I chose five repeats so I could train on three of them and the remaining two would be for the test set (36 train and 24 test files).

It was then a case of:

  • Performing a Fast Fourier Transform to convert the sound into a frequency spectrum a model can be trained on
  • Smoothing the resulting spectra to reduce noise by using a rolling average about 0.1 kHz wide
  • I then only took the data points from 1 to 18 kHz in 0.01 kHz steps
  • This was done to standardise and reduce the dataset in size
  • I was then able to train a Random Forest Classifier to see if it could distinguish between the four classes
  • Remember I was also varying the fan speed, so hopefully the classifier won’t be affected by that
  • I then used the test set on the model so I would have some results to compare how well it is doing on unseen data
  • The predictions and actual values were then displayed in a confusion matrix
  • These plot actual (true) values against the predicted values
  • If the model is perfect, then all the values lie in a diagonal line
  • Any deviation shows you what classes it is mislabelling and from what group they should be in
  • This is often a very powerful debugging tool during classification problems

Ta Da!

Looking at the results below they are not too bad! Considering how basic the model is and we aren’t doing anything sophisticated with the noise (such as background noise subtraction).

But wait, there is more!

One of the interesting things about a random forest is the ability to query it about what features it is using to make its decisions. For us these are the frequencies that the model is using to assign classes and is further interesting because you can identify what frequencies are more important for identifying some classes compared to others. (Note: This feature importance is a bit roughly done but conveys the main point).

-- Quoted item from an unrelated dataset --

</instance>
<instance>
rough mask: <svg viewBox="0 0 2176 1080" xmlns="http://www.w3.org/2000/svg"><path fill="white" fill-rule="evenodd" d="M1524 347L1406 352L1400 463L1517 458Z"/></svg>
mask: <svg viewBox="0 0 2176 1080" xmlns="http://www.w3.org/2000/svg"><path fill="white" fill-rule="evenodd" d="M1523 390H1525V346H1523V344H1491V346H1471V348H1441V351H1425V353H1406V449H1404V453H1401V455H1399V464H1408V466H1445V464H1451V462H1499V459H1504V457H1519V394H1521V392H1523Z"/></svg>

To display these importance’s, I plotted a graph containing an example of each class and put a vertical dotted line for each frequency which was classed as important. This gave:

You can now see why the model could easily tell the classes apart as they each are quite different shapes and powers. You can also see what frequencies are important for each class (in the figure above):

  • “Catching Sides” (red): Lower Frequencies
  • “Normal” (blue): Middle Frequencies
  • “Badly Weighted” (green): Middle and High Frequencies
  • “Plastic Film Obstruction” (yellow): Frequencies spanning the whole available range

Take Away

Using simple techniques, it is possible to train a machine learning algorithm to distinguish each fault class almost perfectly (95.8% accuracy) but also determine what frequencies are important for classifying each fault.

The weaknesses of this example are that only one fan was used, the background noise was minimised and kept consistent, and the analysis/data preparation was basic. A more rigorous model would cover these areas and could be developed into a fun little demonstrator (maybe when I have more spare time).

I hope you enjoyed a short foray into using machine learning to solve practical problems!